Uma vida disciplinada é fundamental para uma vida de sucesso. Mas, por que a disciplina é tão importante? E como ela nos permite construir cidadãos melhor preparados e maduros? De modo mais específico: Por que a disciplina é essencial para as crianças?[1] Quero apresentar cinco respostas a essas perguntas.

  1. A disciplina é parte da educação infantil

Inicialmente, a disciplina é parte da educação, e a educação na infância determina em grande medida o caráter do adulto. De modo que a disciplina não é um mero capricho dos pais ou professores, mas um componente inerente do processo educacional, e terá seus reflexos na vida jovem e adulta, conforme vemos na seguinte afirmação:

A disposição e os hábitos da juventude muito facilmente se manifestam na idade madura. Podeis curvar uma árvore nova em quase qualquer forma que desejardes, e se ela permanecer e crescer como a pusestes será uma árvore deformada, denunciando sempre o dano e o mau trato recebido de vossas mãos. Podeis, depois de anos de crescimento, procurar endireitá-la, mas todos os esforços se demonstrarão infrutíferos. Ela será sempre uma árvore torta. Tal é o caso com a mente das crianças. Estas devem ser cuidadosa e ternamente educadas na infância. Podem ser exercitadas na devida direção ou em direção errada, e em sua vida futura seguirão aquela em que foram dirigidas na juventude. Os hábitos então formados crescerão cada vez mais e cada vez mais se fortalecerão, e geralmente o mesmo ocorrerá na vida posterior, apenas se tornando sempre mais fortes.[2]
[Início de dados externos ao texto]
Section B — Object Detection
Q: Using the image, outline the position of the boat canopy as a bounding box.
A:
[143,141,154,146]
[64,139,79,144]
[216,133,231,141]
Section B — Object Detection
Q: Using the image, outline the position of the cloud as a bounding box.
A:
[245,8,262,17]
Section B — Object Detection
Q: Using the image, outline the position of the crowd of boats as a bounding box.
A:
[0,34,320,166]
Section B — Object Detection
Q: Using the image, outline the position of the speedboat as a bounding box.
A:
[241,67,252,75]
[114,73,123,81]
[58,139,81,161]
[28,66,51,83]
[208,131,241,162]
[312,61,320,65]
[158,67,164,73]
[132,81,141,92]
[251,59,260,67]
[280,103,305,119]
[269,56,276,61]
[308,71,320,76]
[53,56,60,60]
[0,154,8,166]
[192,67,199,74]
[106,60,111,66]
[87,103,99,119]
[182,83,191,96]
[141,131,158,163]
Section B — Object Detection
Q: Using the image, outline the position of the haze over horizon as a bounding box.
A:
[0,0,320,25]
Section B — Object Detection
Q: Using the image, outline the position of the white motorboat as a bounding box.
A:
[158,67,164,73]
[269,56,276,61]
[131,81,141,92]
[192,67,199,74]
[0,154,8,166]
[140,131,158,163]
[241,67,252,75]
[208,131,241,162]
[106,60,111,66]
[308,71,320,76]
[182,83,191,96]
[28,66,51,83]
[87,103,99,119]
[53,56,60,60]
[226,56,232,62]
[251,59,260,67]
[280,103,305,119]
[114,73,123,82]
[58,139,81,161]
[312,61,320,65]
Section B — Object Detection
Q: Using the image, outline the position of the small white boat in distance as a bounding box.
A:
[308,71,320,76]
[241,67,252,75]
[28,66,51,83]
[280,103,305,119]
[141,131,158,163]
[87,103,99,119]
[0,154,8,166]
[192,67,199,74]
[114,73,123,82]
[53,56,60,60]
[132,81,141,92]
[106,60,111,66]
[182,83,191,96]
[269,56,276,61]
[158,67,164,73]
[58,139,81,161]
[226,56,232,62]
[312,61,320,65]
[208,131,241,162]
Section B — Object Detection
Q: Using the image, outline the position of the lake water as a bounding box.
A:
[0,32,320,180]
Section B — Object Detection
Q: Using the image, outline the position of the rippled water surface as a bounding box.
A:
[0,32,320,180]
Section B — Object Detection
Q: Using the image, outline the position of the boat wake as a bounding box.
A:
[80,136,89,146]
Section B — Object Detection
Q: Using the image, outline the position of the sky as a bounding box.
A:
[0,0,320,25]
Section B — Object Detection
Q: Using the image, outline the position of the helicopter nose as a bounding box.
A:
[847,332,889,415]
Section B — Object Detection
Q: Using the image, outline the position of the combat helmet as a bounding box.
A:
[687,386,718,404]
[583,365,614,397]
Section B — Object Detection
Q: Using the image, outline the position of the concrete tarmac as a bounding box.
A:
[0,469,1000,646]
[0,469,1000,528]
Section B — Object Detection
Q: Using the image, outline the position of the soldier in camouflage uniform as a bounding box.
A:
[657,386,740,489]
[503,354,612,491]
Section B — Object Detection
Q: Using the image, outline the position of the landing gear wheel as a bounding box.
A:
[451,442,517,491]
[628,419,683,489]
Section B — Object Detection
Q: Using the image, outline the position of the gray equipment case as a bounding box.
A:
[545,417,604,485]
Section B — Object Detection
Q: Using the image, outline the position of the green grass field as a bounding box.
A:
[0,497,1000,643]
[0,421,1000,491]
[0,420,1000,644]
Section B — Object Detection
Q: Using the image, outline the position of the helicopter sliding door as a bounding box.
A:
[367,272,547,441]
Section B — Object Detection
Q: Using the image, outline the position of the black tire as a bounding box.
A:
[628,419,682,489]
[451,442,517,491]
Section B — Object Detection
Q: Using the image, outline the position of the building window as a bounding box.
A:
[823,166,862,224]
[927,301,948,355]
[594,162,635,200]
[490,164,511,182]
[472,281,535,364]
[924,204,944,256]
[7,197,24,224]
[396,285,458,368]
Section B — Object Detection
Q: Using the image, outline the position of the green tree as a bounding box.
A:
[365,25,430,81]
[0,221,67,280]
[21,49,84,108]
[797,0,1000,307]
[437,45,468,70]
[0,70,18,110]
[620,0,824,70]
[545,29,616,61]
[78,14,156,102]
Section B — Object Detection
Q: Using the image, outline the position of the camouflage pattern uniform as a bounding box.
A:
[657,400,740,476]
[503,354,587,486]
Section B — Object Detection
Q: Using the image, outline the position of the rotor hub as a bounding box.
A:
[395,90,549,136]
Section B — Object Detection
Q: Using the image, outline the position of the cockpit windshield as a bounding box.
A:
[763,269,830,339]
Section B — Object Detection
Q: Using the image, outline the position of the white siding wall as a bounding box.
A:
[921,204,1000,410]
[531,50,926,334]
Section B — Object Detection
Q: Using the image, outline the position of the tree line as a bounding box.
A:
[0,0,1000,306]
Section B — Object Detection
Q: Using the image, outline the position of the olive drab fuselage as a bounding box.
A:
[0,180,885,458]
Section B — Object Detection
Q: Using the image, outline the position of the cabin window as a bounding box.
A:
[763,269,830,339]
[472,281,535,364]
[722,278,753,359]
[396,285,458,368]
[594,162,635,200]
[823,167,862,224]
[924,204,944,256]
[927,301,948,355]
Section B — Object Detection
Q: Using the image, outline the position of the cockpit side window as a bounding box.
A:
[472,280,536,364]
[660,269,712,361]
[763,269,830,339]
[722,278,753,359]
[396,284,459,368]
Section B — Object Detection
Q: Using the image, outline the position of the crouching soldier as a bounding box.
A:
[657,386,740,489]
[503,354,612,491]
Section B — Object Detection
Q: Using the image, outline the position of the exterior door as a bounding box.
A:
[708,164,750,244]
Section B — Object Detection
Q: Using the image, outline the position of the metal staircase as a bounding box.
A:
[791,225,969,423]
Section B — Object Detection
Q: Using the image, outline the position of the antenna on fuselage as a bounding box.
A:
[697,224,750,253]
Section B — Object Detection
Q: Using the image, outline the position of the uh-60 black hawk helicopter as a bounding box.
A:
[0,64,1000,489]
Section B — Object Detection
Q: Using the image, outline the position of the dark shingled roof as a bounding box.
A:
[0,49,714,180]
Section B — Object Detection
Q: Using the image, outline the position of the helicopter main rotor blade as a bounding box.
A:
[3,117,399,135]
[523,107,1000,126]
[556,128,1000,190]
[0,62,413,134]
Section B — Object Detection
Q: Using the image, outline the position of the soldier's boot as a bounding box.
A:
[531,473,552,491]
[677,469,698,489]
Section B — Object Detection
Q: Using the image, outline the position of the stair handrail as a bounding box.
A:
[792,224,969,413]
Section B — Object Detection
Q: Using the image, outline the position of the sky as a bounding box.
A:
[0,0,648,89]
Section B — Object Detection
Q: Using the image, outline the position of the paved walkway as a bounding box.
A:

O processo disciplinar é difícil, e, portanto, pouco agradável, posto que em momentos se mostra-se contrário à natureza infantil que tende ao desejo de liberdade ilimitada. A citação a seguir esclarece essa ideia:

A negligência dos primeiros ensinos à criança e o consequente fortalecimento das más tendências, tornam sua educação posterior mais difícil e fazem com que a disciplina seja muito frequentemente uma operação penosa. Penosa deve ser para a natureza inferior, contrariando, como faz, aos desejos e inclinações naturais; mas tais penas devem-se perder de vista na perspectiva de uma maior alegria.[3]
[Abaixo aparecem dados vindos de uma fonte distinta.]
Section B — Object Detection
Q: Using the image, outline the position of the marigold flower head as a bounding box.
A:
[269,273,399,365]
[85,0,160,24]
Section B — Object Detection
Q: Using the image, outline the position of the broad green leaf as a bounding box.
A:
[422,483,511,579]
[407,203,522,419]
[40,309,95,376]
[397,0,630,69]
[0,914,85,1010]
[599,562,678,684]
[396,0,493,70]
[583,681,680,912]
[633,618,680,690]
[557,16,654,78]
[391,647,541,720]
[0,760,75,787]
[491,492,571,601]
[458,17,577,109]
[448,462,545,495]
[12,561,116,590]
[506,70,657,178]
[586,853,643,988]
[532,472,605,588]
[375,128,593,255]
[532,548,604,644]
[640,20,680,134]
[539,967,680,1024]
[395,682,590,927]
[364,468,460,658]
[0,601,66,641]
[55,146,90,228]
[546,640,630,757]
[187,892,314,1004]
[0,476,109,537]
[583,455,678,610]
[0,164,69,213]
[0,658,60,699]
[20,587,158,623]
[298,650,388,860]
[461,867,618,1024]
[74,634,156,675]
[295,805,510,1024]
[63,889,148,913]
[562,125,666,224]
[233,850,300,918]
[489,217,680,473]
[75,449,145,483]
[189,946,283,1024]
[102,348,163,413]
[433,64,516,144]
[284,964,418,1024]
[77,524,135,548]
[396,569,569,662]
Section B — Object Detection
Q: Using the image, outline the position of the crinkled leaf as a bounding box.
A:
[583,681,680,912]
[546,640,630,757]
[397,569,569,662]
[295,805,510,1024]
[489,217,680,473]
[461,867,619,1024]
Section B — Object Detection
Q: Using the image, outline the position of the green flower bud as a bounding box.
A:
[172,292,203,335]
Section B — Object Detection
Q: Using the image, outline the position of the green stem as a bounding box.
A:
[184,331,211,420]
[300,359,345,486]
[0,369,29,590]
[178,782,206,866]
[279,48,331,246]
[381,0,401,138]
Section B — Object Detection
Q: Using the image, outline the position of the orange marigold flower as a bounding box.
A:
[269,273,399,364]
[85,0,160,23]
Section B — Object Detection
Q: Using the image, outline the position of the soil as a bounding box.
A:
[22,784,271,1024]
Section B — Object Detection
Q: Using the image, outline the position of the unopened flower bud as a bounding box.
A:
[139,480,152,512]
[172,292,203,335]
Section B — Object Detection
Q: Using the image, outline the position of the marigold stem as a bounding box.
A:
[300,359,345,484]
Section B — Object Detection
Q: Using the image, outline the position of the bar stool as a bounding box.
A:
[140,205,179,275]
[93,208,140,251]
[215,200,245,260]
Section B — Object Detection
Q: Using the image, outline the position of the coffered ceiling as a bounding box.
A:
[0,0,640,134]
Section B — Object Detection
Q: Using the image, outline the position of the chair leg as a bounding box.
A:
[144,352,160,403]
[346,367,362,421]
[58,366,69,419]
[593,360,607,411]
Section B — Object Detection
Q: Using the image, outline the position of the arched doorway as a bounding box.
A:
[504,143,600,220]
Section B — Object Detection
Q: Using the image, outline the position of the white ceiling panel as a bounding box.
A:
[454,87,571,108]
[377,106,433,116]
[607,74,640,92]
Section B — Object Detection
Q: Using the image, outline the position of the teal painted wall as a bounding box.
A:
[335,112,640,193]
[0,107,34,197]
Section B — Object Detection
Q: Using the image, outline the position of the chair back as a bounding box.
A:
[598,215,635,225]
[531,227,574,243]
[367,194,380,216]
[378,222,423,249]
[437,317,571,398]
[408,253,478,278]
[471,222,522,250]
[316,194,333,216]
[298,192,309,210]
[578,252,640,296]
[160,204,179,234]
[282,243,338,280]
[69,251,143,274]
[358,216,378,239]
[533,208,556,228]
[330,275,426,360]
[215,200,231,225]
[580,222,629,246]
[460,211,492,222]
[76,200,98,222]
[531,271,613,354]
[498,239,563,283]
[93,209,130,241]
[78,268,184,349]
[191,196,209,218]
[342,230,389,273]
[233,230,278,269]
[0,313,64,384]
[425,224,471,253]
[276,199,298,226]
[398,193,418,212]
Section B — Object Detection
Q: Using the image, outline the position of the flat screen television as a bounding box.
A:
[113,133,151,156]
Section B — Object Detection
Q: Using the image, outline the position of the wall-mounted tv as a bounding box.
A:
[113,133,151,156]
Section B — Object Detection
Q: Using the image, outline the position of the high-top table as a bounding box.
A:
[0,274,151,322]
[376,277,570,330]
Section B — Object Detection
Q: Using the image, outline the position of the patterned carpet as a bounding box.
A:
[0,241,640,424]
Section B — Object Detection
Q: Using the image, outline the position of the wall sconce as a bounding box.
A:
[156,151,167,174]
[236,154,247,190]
Balter e Shreve afirmam que, embora algumas décadas atrás a educação infantil fosse negligenciada, com os avanços possibilitados pela psicanálise ficou mais claro que as experiências da primeira infância desempenham “um papel significativo e profundo nas relações adultas. Portanto, o temperamento, a idade, as necessidades e o desenvolvimento de uma criança deveriam ser levados em conta durante sua educação”.[4]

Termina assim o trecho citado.